In der Familie habe ich mich inzwischen eingelebt. Mein selbstständiger Bewegungsbereich rund um die Wohnung ist zwar ziemlich beschränkt, doch angesichts der Verantwortung, die meine Gasteltern tragen, kann ich das verstehen. Die Gastfamilie gibt sich aber Mühe, mir viele verschiedene Orte und Dinge zu zeigen. So waren wir vor drei Wochen (19.8) in der „Ancient City“. Ich bin nicht ganz sicher, ob es so hiess und ob es original oder nachgebaut ist, jedenfalls sind es alte, traditionelle Häuser, in denen kleine Läden sind, die allerlei verkaufen. Mein Gastvater schenkte mir dort einen Fächer, und wir assen verschiedene Süssigkeiten. Letzten Sonntag (3.9) gingen wir in einem Stadion etwas ausserhalb von Tianjin Kunstturnen schauen. Das weil im Moment in Tianjin die chinesischen Meisterschaften stattfinden. Es ist ein grosser, bedeutender Anlass, der jeweils alle vier Jahre stattfindet, wobei die Austragungsorte wechseln. Man kann alle möglichen Sportarten sehen. 

 

Auch mein Gastbruder nimmt mich mit, zusammen mit seinen Freunden spielten wir vor zwei Wochen (26.8.) Kartenspiele. Dazu mieteten sie einen kleinen Raum. Ich verstand zwar nichts, doch es war unterhaltsam. Diesen Freitag (9.9.) gingen wir, wieder mit seinen Freunden ins Kino.

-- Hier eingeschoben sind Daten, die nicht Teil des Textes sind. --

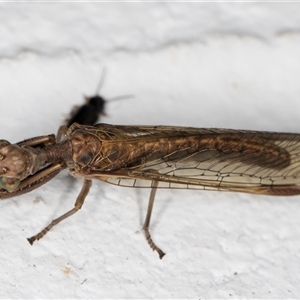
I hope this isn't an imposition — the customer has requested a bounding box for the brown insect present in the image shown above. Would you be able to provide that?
[0,123,300,258]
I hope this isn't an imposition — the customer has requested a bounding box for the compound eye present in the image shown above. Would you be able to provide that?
[0,140,10,149]
[0,177,21,192]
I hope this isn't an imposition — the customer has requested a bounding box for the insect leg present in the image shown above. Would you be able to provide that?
[143,181,166,259]
[27,179,92,245]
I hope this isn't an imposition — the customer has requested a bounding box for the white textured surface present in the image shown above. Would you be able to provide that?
[0,3,300,298]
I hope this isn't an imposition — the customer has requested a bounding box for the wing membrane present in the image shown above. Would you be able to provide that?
[78,124,300,195]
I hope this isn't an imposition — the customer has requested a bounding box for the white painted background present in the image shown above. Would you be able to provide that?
[0,3,300,298]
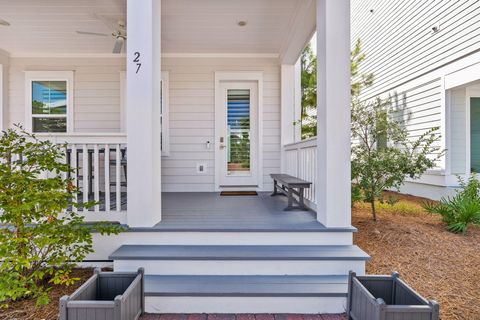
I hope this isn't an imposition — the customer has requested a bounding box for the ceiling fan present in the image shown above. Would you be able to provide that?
[76,14,127,53]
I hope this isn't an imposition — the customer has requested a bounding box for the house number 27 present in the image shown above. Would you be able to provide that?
[133,51,142,73]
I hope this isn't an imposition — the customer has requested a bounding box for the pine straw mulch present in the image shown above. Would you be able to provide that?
[0,268,93,320]
[352,194,480,320]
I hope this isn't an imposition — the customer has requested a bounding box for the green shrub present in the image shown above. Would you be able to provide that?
[423,174,480,233]
[0,127,121,306]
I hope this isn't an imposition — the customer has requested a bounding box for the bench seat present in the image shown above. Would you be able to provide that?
[270,173,312,210]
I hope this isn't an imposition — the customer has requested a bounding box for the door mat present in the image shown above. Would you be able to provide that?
[220,191,258,196]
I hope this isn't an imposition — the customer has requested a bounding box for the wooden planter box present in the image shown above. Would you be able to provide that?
[347,272,439,320]
[60,268,145,320]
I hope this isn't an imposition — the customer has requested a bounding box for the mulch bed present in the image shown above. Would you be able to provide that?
[352,194,480,320]
[0,268,93,320]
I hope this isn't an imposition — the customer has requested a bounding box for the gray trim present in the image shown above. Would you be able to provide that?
[109,245,370,261]
[125,226,358,233]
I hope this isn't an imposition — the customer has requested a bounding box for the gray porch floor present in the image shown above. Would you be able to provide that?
[150,192,326,231]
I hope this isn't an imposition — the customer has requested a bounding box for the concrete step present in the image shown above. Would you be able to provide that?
[110,245,369,275]
[110,245,369,261]
[87,228,355,261]
[145,275,348,313]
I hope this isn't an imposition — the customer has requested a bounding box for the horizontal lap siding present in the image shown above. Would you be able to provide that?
[162,58,280,191]
[351,0,480,173]
[8,58,125,132]
[351,0,480,97]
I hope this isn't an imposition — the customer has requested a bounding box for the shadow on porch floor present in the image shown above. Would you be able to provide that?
[150,192,326,231]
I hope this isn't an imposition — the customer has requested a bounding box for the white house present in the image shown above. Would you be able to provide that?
[0,0,368,313]
[351,0,480,199]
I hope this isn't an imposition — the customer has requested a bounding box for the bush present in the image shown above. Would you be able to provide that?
[0,127,121,306]
[423,174,480,233]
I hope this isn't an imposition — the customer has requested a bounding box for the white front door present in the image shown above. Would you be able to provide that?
[215,81,259,188]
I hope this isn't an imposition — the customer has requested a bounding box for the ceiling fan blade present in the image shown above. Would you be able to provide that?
[113,37,125,53]
[92,13,116,30]
[76,30,110,37]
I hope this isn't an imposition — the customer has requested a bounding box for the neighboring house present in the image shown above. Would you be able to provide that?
[0,0,368,313]
[351,0,480,199]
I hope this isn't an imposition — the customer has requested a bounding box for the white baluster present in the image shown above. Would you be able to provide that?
[70,144,78,212]
[115,144,122,211]
[82,144,90,211]
[104,144,110,212]
[92,144,100,212]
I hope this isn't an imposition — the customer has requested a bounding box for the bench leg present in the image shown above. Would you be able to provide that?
[285,188,295,211]
[271,180,278,197]
[298,188,306,209]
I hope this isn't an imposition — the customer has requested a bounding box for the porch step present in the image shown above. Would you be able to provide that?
[145,275,348,313]
[110,245,370,261]
[145,275,348,297]
[110,245,369,276]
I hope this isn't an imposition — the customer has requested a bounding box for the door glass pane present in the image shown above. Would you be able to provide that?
[32,117,67,132]
[227,89,250,175]
[470,98,480,172]
[32,81,67,114]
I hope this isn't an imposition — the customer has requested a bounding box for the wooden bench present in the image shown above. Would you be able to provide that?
[270,173,312,211]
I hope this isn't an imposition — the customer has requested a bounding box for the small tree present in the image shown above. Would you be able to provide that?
[0,127,121,304]
[351,99,442,220]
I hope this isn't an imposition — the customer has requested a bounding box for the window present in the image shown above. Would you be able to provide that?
[120,71,170,156]
[25,71,73,133]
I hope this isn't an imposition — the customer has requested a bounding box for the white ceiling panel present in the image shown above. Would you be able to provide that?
[0,0,309,55]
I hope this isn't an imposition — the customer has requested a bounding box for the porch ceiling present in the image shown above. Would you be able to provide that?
[0,0,313,55]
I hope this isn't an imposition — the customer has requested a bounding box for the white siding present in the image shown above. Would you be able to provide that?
[0,50,10,130]
[351,0,480,190]
[162,58,280,192]
[351,0,480,96]
[449,88,467,174]
[8,58,125,132]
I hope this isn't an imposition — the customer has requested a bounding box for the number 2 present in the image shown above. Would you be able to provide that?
[133,51,142,73]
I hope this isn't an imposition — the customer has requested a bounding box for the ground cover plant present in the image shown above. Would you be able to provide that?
[423,174,480,234]
[0,127,121,307]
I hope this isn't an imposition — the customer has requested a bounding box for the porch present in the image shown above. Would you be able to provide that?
[53,134,322,232]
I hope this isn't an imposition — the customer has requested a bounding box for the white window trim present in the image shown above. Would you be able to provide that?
[120,71,170,157]
[25,71,74,134]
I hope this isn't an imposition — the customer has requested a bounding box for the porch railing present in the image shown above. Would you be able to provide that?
[283,137,317,205]
[38,133,127,223]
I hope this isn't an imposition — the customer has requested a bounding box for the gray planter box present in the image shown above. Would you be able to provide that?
[347,272,439,320]
[60,268,145,320]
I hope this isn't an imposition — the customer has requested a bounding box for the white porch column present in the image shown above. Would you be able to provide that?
[126,0,161,227]
[316,0,351,227]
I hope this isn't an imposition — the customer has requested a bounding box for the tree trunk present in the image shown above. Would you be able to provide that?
[370,198,377,221]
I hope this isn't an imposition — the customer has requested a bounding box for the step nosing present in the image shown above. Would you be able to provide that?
[109,256,370,261]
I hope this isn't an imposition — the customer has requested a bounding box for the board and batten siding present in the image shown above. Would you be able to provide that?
[162,58,280,192]
[8,57,125,133]
[447,87,467,174]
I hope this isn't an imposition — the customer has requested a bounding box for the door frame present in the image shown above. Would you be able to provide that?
[465,87,480,176]
[213,71,263,191]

Zu meinem Glück war der Film auf englisch mit chinesischen Untertiteln. Allgemein ist es in grösseren Gruppen immer sehr laut.

 

Mein Gastbruder nimmt mich aber nicht nur mit in die Stadt, sondern hilft mir auch sonst in fast allen Belangen: Schule, Freizeit und vor allem mit der Sprache. Auch wenn es mit meinem Chinesisch manchmal für ganz einfache Gespräche reicht, wäre ich ohne seine Übersetzungen ziemlich verloren.

 

Der Gastvater übersetzt häufig mit seinem Handy Chinesisch auf Englisch, und ich probiere dann, auf Chinesisch zu antworten, es funktioniert aber nicht immer. Nach der Schule hilft er mir gelegentlich beim „Voci“-Lernen, in dem er die Schriftzeichen überprüft und korrigiert. Zu Hause schreibt er selber oft Schriftzeichen (Kalligrafie), und so legt er bei mir viel Wert auf korrekte, schöne Schriftzeichen.

 

Das Essen in der Familie ist sehr gut und abwechslungsreich. Fleisch, Gemüse, Früchte, Teigwaren, Suppen und viel Reis: Es gibt ziemlich alles. Im Gegensatz zum Essen in meiner Schweizer Familie sind die Gerichte fast nur chinesisch und viel weniger international. Zudem essen wir hier zwischendurch viele Früchte, aber nur selten irgendetwas Süsses.

 

In der Schule finde ich langsam Anschluss, nicht im Unterricht, dort beschäftige ich mich selber, sondern während der Mittagspause, wenn ich mit Mitschülern zusammen esse. Sie fragen mich jeweils aus, über die Schweiz, meine Familie und und und… Oft sind es auch eher komische Fragen, weshalb ich dann lachen muss.

 

Diese Aufzählung hier ist eigentlich noch nicht beendet, doch irgendwo muss ich einen Punkt setzen. Allgemein geschehen hier so viele kleine lustige Sachen, die die störenden Punkte für mich überwiegen.